Wednesday, March 18, 2015

The Native American Geometry Workbook Series

I found these by accident. A link, or something, that led me to the Teachers Pay Teachers site, which BTW, has some good stuff. Not all of it is great, but some of it has been helpful to me.

The premise behind the workbook series is that if you get kids creating art, math happens naturally. And it does.

There are two workbooks that aren't really necessary, in my opinion. One is called Native American Geometry Workbook, and in the corner it says "Student Files." Although it is interesting to read through and see the work students have produced, it isn't essential.

The other is called Native American Geometry Workbook Series "Howdy," w/ printables.
This one is 33 pages, and though it has great information in it, it is pretty much a retelling of what is in the student files workbook.

When I got these they were both free.

I paid for Volume I, which is 159 pages, Volume 2.1, which is 70 pages, and Vol. II: 2, which is 116 pages. These seem like a great way to introduce Geometry while making it apply to everyday life.

I like the Montessori materials, and the way the information is presented, but especially at the adolescent plane I think it is important to show how it is meaningful to our lives. We are using Keys of the Universe Geometry Album alongside this series.

These workbooks start with having the student produce beautiful artwork, and progress to Pythagorean demonstrations through gardening.

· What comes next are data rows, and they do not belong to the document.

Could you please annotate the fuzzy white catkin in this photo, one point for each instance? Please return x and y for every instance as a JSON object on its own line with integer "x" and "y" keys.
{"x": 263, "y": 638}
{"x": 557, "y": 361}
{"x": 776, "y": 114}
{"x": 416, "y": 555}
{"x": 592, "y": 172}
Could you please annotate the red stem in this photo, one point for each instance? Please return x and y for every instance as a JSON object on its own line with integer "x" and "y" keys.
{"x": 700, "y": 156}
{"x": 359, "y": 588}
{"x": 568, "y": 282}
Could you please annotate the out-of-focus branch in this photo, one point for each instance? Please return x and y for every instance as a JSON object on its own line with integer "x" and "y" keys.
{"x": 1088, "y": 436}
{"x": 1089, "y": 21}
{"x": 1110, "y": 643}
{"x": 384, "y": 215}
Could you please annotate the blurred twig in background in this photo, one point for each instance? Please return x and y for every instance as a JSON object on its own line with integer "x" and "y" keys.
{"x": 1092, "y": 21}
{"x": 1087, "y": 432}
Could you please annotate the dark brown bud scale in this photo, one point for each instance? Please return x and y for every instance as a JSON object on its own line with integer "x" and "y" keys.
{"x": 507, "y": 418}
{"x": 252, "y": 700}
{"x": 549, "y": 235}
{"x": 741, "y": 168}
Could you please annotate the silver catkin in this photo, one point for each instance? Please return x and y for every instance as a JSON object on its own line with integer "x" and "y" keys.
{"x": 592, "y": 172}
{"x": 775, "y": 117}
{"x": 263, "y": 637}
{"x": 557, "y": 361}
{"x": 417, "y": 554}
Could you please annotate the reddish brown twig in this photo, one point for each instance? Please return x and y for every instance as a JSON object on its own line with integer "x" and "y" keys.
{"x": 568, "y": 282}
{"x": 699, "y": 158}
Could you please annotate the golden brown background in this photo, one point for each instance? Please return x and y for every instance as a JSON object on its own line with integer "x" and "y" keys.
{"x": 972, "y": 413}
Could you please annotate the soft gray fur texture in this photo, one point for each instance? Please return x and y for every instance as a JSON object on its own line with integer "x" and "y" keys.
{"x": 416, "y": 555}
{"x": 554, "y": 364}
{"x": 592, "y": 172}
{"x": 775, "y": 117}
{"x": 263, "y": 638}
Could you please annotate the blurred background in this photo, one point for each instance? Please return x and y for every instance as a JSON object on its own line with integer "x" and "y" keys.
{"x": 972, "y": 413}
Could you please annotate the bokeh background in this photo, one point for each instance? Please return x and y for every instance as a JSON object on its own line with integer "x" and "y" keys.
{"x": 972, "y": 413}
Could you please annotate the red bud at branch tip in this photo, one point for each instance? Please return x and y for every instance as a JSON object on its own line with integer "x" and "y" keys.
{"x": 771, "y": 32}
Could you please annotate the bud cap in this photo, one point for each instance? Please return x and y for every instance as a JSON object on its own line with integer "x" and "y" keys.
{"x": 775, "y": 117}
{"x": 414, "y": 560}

As I presented the first lesson Sean was eager to begin. I can't wait to see how this progresses!
Here's a link to Vol. I.
If you've already used these, I'd love to have your feedback in the comments!

Thursday, March 12, 2015

Night School

Today we were doing life as school. A trip to  Les Schwab to get the tires on my car checked resulted in most of an afternoon away from home.

While we were out, I stopped at the library and we checked out books on Rome and Ancient Native American history, as well as a book about building rockets. We are hoping to participate in Rocket Day with some local homeschoolers this weekend.

We've been working on cleaning Sean's room for a few days, and he had it ready for a deep vacuuming. As I helped put some things away, I noticed a dime and asked where he kept his piggy bank. Found it, and then he wanted to count all of the change. He doesn't use it much, but he has had it for more than 7 years. Once we had that job completed we headed out for a Mom and Son dinner at a local Teriyaki place.

As I drove along the sand spit I suggested that as soon as the rain clears we should start doing some of our lessons outside, and do some of our school at the beach.  I said something like, "We should do more school out of the house," and he responded saying he wanted to do school in the house, and I don't remember how it started, but we kept responding to each other rhyming with the word House for a very long time.

When the waitress came to our table to take the order, Sean ordered our meal. It's become kind of a tradition for us, that if we are at an Asian restaurant he orders and is in charge. It started when he was quite young--7 or 8, I believe. For some reason he seems very comfortable ordering Asian food, and knows what each item is, and what he likes. After the meal,  he asks for the check, and asks for boxes to take leftovers. Soon I will have him pay, and figure out the tip.

After dinner we went shopping for a comforter to deliver to my husband at the fire station, and I was trying to hurry to get it there before he would be ready for bed. He usually goes to bed early while he's at the station, hoping to get as much sleep as possible before an emergency call.

By the time we arrived at the station it was 9 p.m. What I thought would be a quick hand-off of the item to my husband turned into a full hands-on lesson in fire and rescue/medical aid gear. Sean was full of questions, and explored all of the things he was allowed to explore, including the night vision tool that helps locate people in danger. He went from fire engine to fire truck, command rig, and Medic One rig asking questions.

He has done that before, but it was basic, and it's been a while. It was also during the day, and there were other people around. This was a private tour.

We didn't do one formal school activity today, but look at all of the learning that happened!